The roughly 2,500 participants taking part in upcoming Loya Jirga called by President Hamid Karzai to discuss the Kabul-Washington Bilateral Security Agreement (BSA) will be divided into 17 different committees, officials of the Commission organizing the Jirga said on Sunday.
With only weeks left before the Jirga, which has garnered both support and criticism from Afghan politicians and experts, preparations to get everything in order and ready for the massive event are in full swing. The traditional form of democratic decision-making will bring together thousands of local, national, religious and political leaders from around the country.
“The participants of the Jirga will be divided into 17 committees, five of which are fixed, meaning they are representative of the National Assembly, Ulema Councils, Governors and Presidential candidates of the election,” explained Abdul Kahliq Hussaini Pashai, the Jirga Commission’s spokesman. “And the remaining ones will be representative of migrants, like those in Europe, Iran and so on, and the representatives of nomads.”
Just over a week ago the Administrative Board of the Jirga was announced with Sebghatullah Mujadadi as its Chairman, Sadeq Mudaber as the head of its Secretariat, Nematullah Shahrani as First Deputy and Said Hamed Gillani as Second Deputy.
Mudaber recently said that if the Taliban and Islamic Party would be allowed to participate in the Jirga so along as they recognized its decision-making authority.
The Jirga was proposed by President Karzai back in August as a strategy to leave the future of the contentious security pact with Washington up to the Afghan people. The BSA is expected to outline the future of U.S. involvement in Afghan national security after the NATO combat mission ends in 2014, including the number and function of troops to remain behind for what has been called a “advising, training and assisting” mission.

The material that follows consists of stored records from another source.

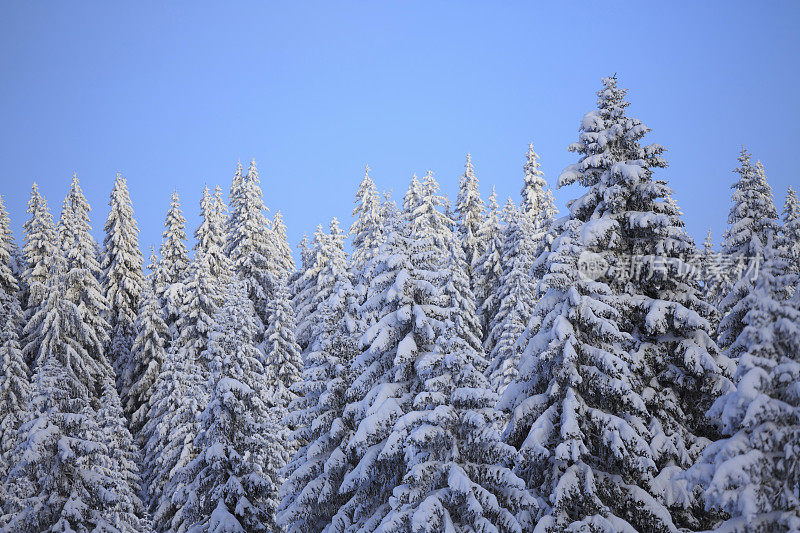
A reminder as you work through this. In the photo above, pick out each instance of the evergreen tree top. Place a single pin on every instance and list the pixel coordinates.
(40, 238)
(753, 217)
(609, 136)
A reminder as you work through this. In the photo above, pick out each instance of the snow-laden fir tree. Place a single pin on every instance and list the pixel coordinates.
(413, 196)
(752, 221)
(147, 358)
(753, 474)
(457, 474)
(405, 300)
(79, 251)
(231, 485)
(14, 373)
(123, 277)
(578, 418)
(252, 248)
(458, 471)
(284, 366)
(173, 265)
(789, 240)
(210, 235)
(515, 297)
(711, 274)
(61, 481)
(537, 201)
(234, 203)
(305, 253)
(315, 284)
(644, 241)
(309, 496)
(488, 268)
(121, 464)
(627, 357)
(283, 255)
(492, 272)
(366, 229)
(175, 406)
(470, 213)
(40, 240)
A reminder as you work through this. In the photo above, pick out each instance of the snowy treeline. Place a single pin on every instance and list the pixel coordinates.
(461, 369)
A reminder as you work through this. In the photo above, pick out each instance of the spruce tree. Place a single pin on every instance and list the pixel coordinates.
(406, 302)
(62, 481)
(470, 216)
(14, 374)
(284, 365)
(79, 251)
(515, 298)
(173, 266)
(753, 473)
(578, 420)
(252, 249)
(655, 366)
(310, 493)
(789, 240)
(283, 257)
(752, 221)
(231, 485)
(123, 277)
(210, 235)
(40, 241)
(180, 394)
(366, 229)
(147, 359)
(488, 268)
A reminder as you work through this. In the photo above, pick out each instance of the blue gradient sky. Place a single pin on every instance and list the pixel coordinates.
(173, 94)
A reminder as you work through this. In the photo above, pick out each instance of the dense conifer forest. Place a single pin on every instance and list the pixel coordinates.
(481, 366)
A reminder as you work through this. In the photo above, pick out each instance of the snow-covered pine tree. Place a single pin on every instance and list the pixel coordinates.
(305, 253)
(789, 240)
(231, 486)
(173, 266)
(79, 251)
(488, 268)
(14, 374)
(61, 481)
(493, 272)
(234, 203)
(366, 228)
(123, 278)
(405, 298)
(537, 202)
(40, 250)
(175, 407)
(644, 343)
(413, 196)
(309, 291)
(578, 420)
(752, 221)
(121, 463)
(147, 358)
(284, 366)
(470, 213)
(210, 234)
(458, 473)
(753, 474)
(252, 248)
(515, 297)
(41, 243)
(309, 497)
(283, 257)
(662, 304)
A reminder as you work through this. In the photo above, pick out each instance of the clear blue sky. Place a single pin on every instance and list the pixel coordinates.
(172, 94)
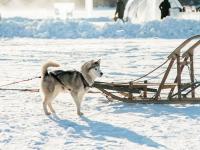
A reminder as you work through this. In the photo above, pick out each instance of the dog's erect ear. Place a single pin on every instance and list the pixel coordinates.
(98, 62)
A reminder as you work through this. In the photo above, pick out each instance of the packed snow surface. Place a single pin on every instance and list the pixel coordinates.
(105, 125)
(97, 28)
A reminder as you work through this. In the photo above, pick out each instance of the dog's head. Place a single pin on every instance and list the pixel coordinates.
(92, 68)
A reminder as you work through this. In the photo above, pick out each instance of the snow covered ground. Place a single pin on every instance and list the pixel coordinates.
(102, 27)
(105, 125)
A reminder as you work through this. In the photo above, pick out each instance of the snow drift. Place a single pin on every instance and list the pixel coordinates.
(59, 29)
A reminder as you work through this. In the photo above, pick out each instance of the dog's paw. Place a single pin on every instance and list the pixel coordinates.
(48, 113)
(80, 113)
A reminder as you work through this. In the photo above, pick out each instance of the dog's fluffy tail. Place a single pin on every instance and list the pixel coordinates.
(46, 65)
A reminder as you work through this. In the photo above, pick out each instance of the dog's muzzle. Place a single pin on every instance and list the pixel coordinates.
(101, 74)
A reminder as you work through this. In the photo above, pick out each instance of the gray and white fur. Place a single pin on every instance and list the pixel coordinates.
(77, 83)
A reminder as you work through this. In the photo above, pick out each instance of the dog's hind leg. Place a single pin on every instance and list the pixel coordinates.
(77, 99)
(45, 106)
(51, 108)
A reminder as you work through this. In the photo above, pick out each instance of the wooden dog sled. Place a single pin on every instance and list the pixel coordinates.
(146, 92)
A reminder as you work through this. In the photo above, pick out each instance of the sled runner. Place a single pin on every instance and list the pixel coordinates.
(146, 92)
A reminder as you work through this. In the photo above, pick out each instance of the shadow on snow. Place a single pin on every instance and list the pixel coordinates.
(101, 130)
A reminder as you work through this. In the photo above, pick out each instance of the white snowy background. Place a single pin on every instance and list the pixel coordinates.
(127, 51)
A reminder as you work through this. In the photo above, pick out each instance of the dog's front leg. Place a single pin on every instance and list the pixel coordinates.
(77, 99)
(45, 106)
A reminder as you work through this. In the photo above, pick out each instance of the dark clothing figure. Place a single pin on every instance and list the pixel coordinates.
(120, 10)
(164, 7)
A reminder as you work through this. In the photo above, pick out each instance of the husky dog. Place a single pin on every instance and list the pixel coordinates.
(77, 83)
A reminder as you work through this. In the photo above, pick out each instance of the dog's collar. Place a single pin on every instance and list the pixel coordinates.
(85, 83)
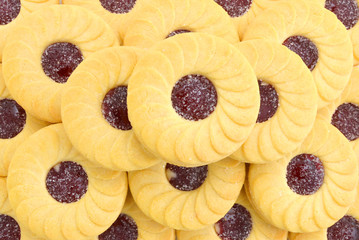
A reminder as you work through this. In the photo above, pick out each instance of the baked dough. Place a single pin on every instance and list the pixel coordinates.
(283, 208)
(309, 19)
(82, 115)
(285, 131)
(155, 21)
(260, 230)
(39, 211)
(188, 210)
(174, 138)
(22, 68)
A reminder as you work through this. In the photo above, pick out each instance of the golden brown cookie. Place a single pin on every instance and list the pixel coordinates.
(57, 193)
(187, 198)
(316, 35)
(193, 100)
(44, 49)
(312, 188)
(288, 102)
(94, 110)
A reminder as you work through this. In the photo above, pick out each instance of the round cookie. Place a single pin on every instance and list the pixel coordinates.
(316, 35)
(164, 18)
(57, 193)
(288, 102)
(241, 222)
(94, 110)
(193, 100)
(187, 198)
(44, 49)
(312, 188)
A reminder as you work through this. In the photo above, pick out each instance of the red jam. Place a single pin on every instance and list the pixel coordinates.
(194, 97)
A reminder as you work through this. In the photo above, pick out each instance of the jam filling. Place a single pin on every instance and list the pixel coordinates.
(118, 6)
(9, 228)
(305, 48)
(346, 228)
(67, 182)
(194, 97)
(114, 108)
(347, 11)
(235, 8)
(124, 228)
(235, 225)
(179, 31)
(269, 101)
(186, 179)
(59, 60)
(9, 10)
(12, 118)
(305, 174)
(346, 119)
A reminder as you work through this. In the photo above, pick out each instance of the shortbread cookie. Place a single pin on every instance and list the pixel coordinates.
(241, 222)
(94, 110)
(44, 49)
(315, 34)
(312, 188)
(193, 100)
(164, 18)
(288, 102)
(57, 193)
(187, 198)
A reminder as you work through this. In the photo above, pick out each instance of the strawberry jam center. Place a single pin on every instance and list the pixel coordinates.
(235, 225)
(9, 10)
(346, 119)
(124, 228)
(186, 179)
(305, 48)
(118, 6)
(269, 101)
(194, 97)
(9, 228)
(12, 118)
(114, 108)
(305, 174)
(347, 11)
(346, 228)
(59, 60)
(235, 8)
(67, 182)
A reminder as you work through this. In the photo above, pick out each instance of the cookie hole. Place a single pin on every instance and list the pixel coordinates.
(235, 225)
(12, 118)
(59, 60)
(67, 182)
(194, 97)
(186, 179)
(305, 174)
(114, 108)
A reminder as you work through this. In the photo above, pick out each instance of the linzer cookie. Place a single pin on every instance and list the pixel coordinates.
(42, 52)
(193, 100)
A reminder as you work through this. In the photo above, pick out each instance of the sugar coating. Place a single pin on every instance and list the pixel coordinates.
(9, 10)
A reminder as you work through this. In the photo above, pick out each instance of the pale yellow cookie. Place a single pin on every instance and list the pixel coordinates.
(193, 100)
(288, 102)
(57, 193)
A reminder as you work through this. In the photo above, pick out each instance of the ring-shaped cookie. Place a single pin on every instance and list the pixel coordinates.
(310, 20)
(156, 21)
(169, 135)
(37, 210)
(276, 65)
(258, 230)
(82, 111)
(269, 191)
(22, 67)
(187, 210)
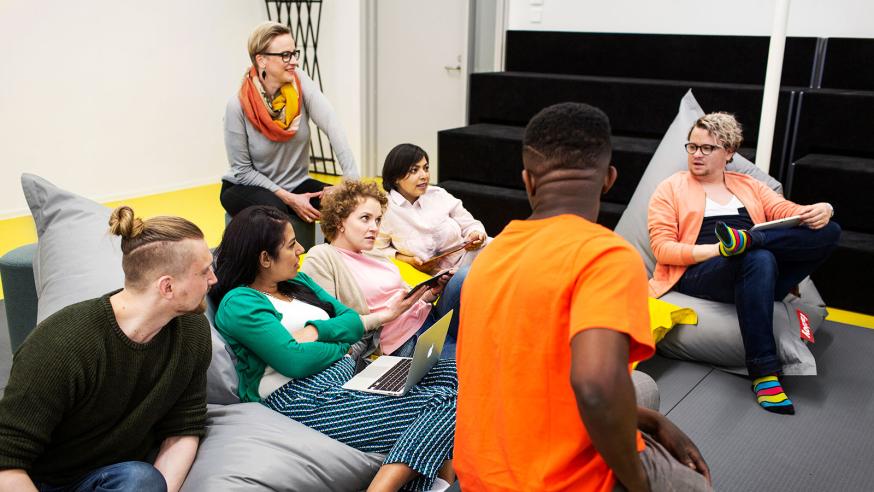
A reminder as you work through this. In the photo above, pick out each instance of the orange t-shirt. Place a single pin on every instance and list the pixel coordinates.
(539, 283)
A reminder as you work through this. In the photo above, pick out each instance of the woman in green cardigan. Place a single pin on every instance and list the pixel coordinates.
(291, 341)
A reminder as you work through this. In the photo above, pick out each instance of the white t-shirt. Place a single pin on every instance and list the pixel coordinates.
(295, 314)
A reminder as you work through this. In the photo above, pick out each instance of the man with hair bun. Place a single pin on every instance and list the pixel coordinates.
(553, 313)
(100, 386)
(700, 224)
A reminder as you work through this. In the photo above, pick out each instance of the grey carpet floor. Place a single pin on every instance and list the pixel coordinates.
(828, 445)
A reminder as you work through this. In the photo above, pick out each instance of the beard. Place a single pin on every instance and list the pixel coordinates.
(200, 308)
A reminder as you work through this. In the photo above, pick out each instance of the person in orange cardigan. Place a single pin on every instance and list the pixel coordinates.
(699, 227)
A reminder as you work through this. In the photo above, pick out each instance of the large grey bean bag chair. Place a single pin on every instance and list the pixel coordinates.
(716, 338)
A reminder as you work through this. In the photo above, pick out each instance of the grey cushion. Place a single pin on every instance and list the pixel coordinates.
(221, 378)
(77, 259)
(250, 447)
(716, 339)
(19, 291)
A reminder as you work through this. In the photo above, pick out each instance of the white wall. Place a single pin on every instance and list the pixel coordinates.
(815, 18)
(114, 99)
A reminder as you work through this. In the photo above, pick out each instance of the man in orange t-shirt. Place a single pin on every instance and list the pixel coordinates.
(554, 312)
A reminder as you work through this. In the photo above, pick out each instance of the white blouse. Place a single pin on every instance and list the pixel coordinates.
(435, 222)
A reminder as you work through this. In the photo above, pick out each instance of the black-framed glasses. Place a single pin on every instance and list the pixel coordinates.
(706, 149)
(285, 55)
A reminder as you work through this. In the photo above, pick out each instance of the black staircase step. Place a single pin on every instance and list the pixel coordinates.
(843, 181)
(660, 56)
(491, 154)
(495, 206)
(834, 122)
(845, 66)
(844, 280)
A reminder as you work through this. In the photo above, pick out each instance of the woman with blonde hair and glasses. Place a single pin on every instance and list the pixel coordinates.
(267, 133)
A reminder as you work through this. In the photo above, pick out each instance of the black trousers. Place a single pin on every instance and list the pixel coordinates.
(236, 197)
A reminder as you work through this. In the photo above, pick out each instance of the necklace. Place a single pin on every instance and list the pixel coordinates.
(284, 297)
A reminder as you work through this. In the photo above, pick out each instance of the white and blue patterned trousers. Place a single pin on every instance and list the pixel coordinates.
(416, 429)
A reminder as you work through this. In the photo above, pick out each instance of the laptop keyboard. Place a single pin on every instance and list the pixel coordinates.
(395, 378)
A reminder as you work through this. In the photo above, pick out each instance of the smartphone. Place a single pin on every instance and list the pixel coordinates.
(430, 283)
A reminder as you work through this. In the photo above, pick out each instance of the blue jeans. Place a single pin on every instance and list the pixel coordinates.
(129, 475)
(449, 300)
(779, 260)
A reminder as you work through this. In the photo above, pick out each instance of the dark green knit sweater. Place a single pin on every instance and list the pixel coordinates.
(82, 395)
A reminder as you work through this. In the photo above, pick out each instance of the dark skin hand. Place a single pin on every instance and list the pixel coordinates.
(604, 353)
(606, 401)
(673, 439)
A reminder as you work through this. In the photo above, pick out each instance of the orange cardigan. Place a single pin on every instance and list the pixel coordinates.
(676, 211)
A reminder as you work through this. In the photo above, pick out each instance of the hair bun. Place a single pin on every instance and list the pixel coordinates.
(122, 222)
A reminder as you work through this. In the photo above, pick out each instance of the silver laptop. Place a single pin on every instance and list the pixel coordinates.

However, U.S. officials have also indicated the future of aid to Afghanistan is likely contingent on the agreement.
One of the key elements of the pact that the Jirga has been charged with deliberating on is the issue of U.S. troop immunity, which refers to whether or not U.S. troops in Afghanistan fall under Afghan or American judicial jurisdiction. U.S. officials have indicated a satisfactory outcome on the issue could determine whether or not the entire pact gets finalized.
Jirga’s are always dedicated to a single subject, which in this case, will be the troop immunity issue. No other topics of discussion can be raised for debate during the gathering.
There have been many criticisms of Karzai’s decision to hold the Jirga. Even the gathering’s Chairman voiced reservations about it after being named to the Administrative Board.
“There was no need for holding the Advisory Loya Jirga for signing the Bilateral Security Agreement. This could have been solved through discussions with the United States,” Mujadadi said.
A number of Afghan political parties have called into doubt the legality of the gathering and asserted that it must not be an interference to the spring elections.
“The United States wants the agreement to be signed before the elections in Afghanistan, and the country has announced that it doesn’t want the election candidates to campaign while signing the agreement,” said Moeen Marastyal, the Deputy of the Right and Justice Party. “The Jirga must not prevent the elections from being held.”
Marastyal, like many others, sees the spring elections as not just pivotal in determining Afghanistan’s future, but also highly vulnerable. Although security issues have been the most talked about concern surrounding the elections, manipulation by public officials also has caused plenty of hand-wringing. In fact, anything significant and unpredictable, whether the Jirga or reconciliation talks with the Taliban, has been suspected of being a potential disruption to the election process.
Nevertheless, the Jirga is moving forward. And with the BSA in the balance, it will likely play a crucial role in determining what Afghanistan looks like after 2014 regardless of who finds themselves in the Presidential Palace next April.